The bulk of oil futures are bought and sold on the New York Mercantile Exchange (NYMEX) in the United States and the Intercontinental Exchange (ICE) in Europe. The exchange was set up in 2000 by a consortium of oil companies and financial institutions solely to trade European oil futures. The Commodities Futures Trading Corporation, which regulates commodities trades, gave a major gift to U.S. oil futures traders when it allowed them to buy futures derivatives on the exchange. The commission has no regulatory jurisdiction over exchange oil future trades. NYMEX and the Intercontinental Exchange (ICE) are the virtually unchallenged price-setting mechanisms for oil. OPEC (the Organization of the Petroleum Exporting Countries) references NYMEX when it sets its price targets.

The impact of oil speculation is hardly a secret in the political and investment world. Goldman Sachs, which has pushed the oil futures envelope the hardest during the past decade, issues regular reports that tell how lucrative oil future derivatives have been and continue to be in their estimates and projections of trades.
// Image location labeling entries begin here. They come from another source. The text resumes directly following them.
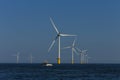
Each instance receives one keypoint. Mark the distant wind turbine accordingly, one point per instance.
(82, 55)
(31, 58)
(73, 50)
(58, 36)
(17, 57)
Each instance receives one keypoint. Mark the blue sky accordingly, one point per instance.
(25, 27)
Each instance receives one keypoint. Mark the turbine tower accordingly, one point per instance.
(31, 58)
(73, 50)
(17, 57)
(58, 36)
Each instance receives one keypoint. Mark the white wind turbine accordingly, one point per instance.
(87, 58)
(58, 36)
(73, 50)
(31, 58)
(82, 55)
(17, 57)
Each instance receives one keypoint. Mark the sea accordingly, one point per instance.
(60, 72)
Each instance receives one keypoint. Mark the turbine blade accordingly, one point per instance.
(52, 43)
(78, 49)
(75, 51)
(67, 35)
(54, 25)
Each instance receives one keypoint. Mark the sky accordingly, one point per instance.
(25, 27)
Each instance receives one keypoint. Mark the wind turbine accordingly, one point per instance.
(87, 58)
(58, 36)
(17, 57)
(73, 50)
(31, 58)
(82, 55)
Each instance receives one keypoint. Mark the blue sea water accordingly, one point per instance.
(60, 72)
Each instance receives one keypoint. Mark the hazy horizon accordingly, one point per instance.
(25, 27)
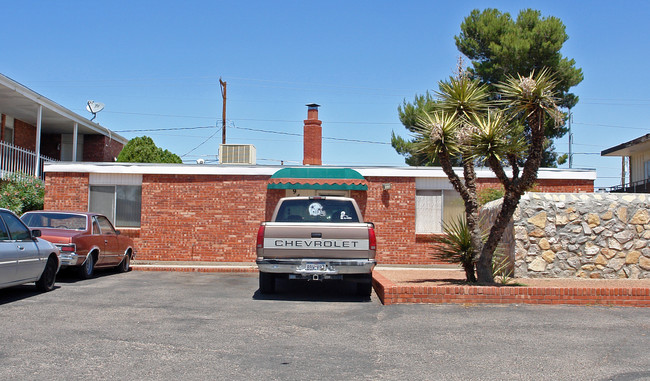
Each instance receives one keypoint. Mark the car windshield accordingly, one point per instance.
(317, 210)
(55, 221)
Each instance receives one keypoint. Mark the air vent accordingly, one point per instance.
(237, 154)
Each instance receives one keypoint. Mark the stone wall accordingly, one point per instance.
(580, 235)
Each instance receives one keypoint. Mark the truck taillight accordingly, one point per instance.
(372, 238)
(260, 237)
(71, 247)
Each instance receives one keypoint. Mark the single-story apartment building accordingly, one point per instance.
(200, 212)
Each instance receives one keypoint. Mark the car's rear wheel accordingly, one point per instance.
(48, 277)
(125, 265)
(267, 283)
(87, 270)
(364, 286)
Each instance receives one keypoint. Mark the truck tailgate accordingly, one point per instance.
(316, 240)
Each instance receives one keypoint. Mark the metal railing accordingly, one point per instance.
(642, 186)
(15, 159)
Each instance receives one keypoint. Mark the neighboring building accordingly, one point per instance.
(34, 129)
(637, 153)
(183, 212)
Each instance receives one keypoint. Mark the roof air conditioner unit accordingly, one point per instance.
(237, 154)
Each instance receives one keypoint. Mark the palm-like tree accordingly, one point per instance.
(446, 133)
(529, 98)
(462, 125)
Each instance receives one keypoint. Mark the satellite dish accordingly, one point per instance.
(94, 107)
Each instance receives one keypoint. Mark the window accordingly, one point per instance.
(9, 130)
(317, 210)
(4, 233)
(434, 208)
(17, 230)
(105, 225)
(120, 203)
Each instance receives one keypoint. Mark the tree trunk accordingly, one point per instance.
(469, 273)
(513, 192)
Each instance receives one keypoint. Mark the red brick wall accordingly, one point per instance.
(215, 218)
(201, 218)
(24, 135)
(51, 146)
(393, 212)
(66, 191)
(100, 148)
(312, 135)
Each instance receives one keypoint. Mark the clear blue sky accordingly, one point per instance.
(156, 65)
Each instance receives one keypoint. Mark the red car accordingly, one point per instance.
(86, 240)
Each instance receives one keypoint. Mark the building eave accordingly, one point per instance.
(628, 148)
(18, 91)
(258, 170)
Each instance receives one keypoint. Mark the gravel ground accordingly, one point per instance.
(442, 277)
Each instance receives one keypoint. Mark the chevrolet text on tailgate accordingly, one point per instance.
(316, 238)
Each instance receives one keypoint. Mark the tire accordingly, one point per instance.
(125, 265)
(87, 269)
(364, 286)
(267, 283)
(48, 277)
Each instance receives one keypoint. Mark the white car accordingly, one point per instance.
(24, 257)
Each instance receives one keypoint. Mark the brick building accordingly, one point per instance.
(34, 129)
(192, 212)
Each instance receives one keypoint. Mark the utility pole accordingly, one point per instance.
(223, 113)
(570, 142)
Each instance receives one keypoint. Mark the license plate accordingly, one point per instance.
(315, 266)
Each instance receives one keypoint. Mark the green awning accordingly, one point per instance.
(318, 178)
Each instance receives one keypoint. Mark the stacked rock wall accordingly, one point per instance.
(579, 235)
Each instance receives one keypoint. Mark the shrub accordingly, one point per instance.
(489, 194)
(21, 193)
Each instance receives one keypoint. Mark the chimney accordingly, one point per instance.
(312, 137)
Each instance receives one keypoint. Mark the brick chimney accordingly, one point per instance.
(312, 137)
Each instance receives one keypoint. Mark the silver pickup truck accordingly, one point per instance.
(316, 238)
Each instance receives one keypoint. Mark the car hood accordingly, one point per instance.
(58, 235)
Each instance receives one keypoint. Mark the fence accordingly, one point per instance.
(19, 160)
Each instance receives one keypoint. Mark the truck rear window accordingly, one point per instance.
(321, 210)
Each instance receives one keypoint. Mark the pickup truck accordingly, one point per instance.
(316, 238)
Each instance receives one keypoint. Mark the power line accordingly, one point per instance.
(296, 134)
(166, 129)
(611, 126)
(202, 143)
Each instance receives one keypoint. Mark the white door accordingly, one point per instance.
(30, 265)
(8, 257)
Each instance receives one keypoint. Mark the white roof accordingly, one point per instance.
(19, 102)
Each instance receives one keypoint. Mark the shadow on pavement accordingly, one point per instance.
(16, 293)
(313, 291)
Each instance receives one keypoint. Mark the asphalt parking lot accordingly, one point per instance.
(205, 326)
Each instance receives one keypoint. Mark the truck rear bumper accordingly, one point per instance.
(316, 266)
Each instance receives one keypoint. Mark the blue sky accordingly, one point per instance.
(156, 66)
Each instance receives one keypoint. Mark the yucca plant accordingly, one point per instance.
(456, 246)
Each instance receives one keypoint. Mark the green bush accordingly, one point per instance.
(21, 193)
(489, 194)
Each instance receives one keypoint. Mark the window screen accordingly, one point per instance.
(128, 199)
(428, 211)
(120, 203)
(102, 200)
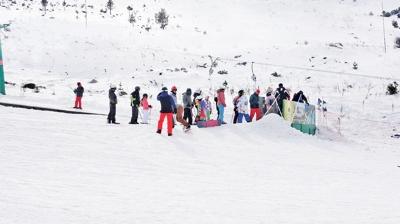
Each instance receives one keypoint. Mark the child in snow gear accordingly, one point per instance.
(243, 108)
(235, 108)
(255, 105)
(79, 94)
(280, 95)
(113, 105)
(188, 105)
(135, 103)
(167, 105)
(146, 107)
(299, 97)
(221, 104)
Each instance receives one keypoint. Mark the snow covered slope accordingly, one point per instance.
(53, 171)
(57, 168)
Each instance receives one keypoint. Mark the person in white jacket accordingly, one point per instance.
(243, 107)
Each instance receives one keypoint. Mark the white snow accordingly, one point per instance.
(60, 168)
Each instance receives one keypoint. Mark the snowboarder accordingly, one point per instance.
(221, 104)
(135, 103)
(255, 105)
(113, 104)
(167, 110)
(79, 94)
(146, 107)
(243, 107)
(299, 97)
(280, 95)
(188, 105)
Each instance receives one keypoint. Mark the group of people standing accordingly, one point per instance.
(197, 106)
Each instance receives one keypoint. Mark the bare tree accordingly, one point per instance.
(162, 18)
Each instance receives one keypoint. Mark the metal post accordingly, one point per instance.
(2, 84)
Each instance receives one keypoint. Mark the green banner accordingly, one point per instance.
(300, 115)
(2, 84)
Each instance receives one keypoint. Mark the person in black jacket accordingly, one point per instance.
(79, 94)
(113, 105)
(299, 97)
(135, 104)
(280, 95)
(167, 110)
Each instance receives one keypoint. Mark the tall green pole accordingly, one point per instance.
(2, 85)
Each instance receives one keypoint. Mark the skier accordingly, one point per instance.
(280, 95)
(173, 95)
(196, 104)
(167, 110)
(255, 105)
(146, 107)
(79, 94)
(270, 102)
(135, 103)
(243, 108)
(208, 107)
(179, 117)
(188, 105)
(235, 109)
(113, 104)
(221, 104)
(299, 97)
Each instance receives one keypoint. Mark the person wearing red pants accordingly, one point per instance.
(255, 105)
(167, 110)
(79, 94)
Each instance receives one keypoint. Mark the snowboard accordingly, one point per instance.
(208, 124)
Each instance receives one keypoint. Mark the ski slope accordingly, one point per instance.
(77, 169)
(59, 168)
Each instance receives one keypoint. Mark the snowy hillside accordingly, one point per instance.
(59, 168)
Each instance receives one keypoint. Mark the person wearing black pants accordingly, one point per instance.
(113, 105)
(135, 103)
(187, 103)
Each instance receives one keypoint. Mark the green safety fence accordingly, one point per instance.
(301, 116)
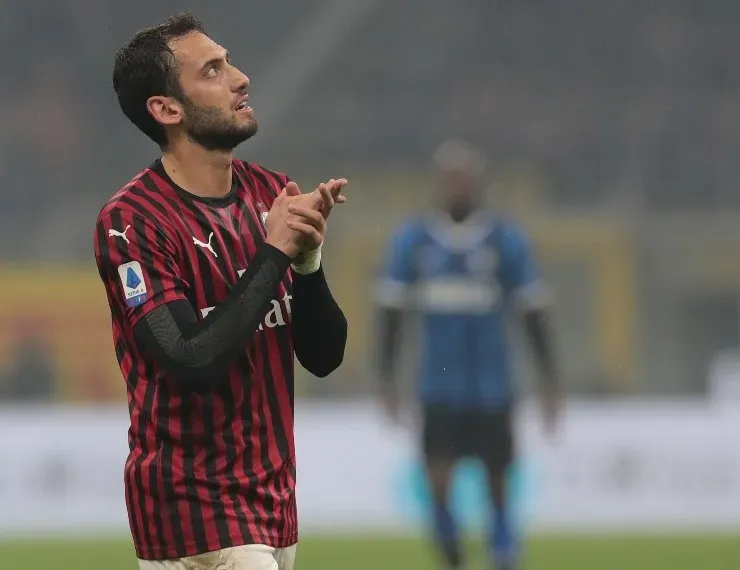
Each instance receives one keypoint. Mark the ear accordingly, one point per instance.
(165, 110)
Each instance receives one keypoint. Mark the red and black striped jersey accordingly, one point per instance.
(214, 467)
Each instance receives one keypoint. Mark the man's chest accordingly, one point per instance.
(434, 261)
(217, 246)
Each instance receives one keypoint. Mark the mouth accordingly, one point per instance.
(242, 104)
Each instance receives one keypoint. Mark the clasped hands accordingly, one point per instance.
(296, 223)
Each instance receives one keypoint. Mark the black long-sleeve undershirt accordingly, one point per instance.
(200, 352)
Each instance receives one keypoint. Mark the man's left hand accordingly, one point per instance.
(324, 197)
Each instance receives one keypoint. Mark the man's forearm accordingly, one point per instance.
(200, 351)
(319, 325)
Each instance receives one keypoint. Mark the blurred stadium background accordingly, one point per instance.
(613, 131)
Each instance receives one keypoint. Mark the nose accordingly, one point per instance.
(242, 82)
Goldman flatly stated in a research note in March 2011 that every million barrels of oil held by speculators contributed an 8- to 10-cent rise in the oil price.

As unrest spread in North Africa and the Middle East, Goldman further noted that investors increased their purchases and positions in oil futures to the tune of almost 100 million barrels of oil between mid-February and late March 2011. This is in addition to their already hefty oil futures holdings.

Goldman’s estimates and data from the Commodity Futures Trading Commission (CFTC) put the financial bottom line for the total speculative premium in U.S. crude oil at over $25 dollars a barrel, or about one-fifth of the overall price of oil. But even this estimate may be too low. Global Research, an international energy and environmental organization, puts the cost of oil speculation at nearly 60 percent of the price of oil. In other words, a barrel of oil that sells for $100 should sell for only $40. The difference in the actual production price and sell price is due purely to speculative profit.

In June 2008, then-Democratic presidential candidate Barack Obama slammed oil speculation and pledged to close the loopholes that allow oil futures to be traded in unregulated markets. About one-third of all U.S. oil futures trading is unregulated. Obama also called for legislation to give CFTC, the Federal Trade Commission, and the Department of Justice full power to investigate price manipulation in the oil market, and to boost the regulatory power of the CFTC over oil futures trading.

That hasn’t happened.

The Dodd-Frank Bill passed in July 2010 does give the Securities and Exchange Commission and the CTFC more power to regulate hedge funds, municipal advisers and over-the-counter derivatives trading. But other than proposing and debating a handful of proposals on information gathering, and setting a uniform set of rules on energy commodities trading, the commission has done little to rein in speculation. Commission officials say they’re hampered by staff and budget freezes, as well as outmoded technology.

But even if the CTFC launched a full-blown investigation into the futures contract price rigging and had total power to end it, it would not happen. Oil speculators would simply increase trades on the Intercontinental Exchange, which the commission has no authority to regulate. Meanwhile, the profits from oil speculation continue to soar and the prospect is that motorists will pay the price for oil speculation riches with more pain at the pump.

Earl Ofari Hutchinson is an author and political analyst.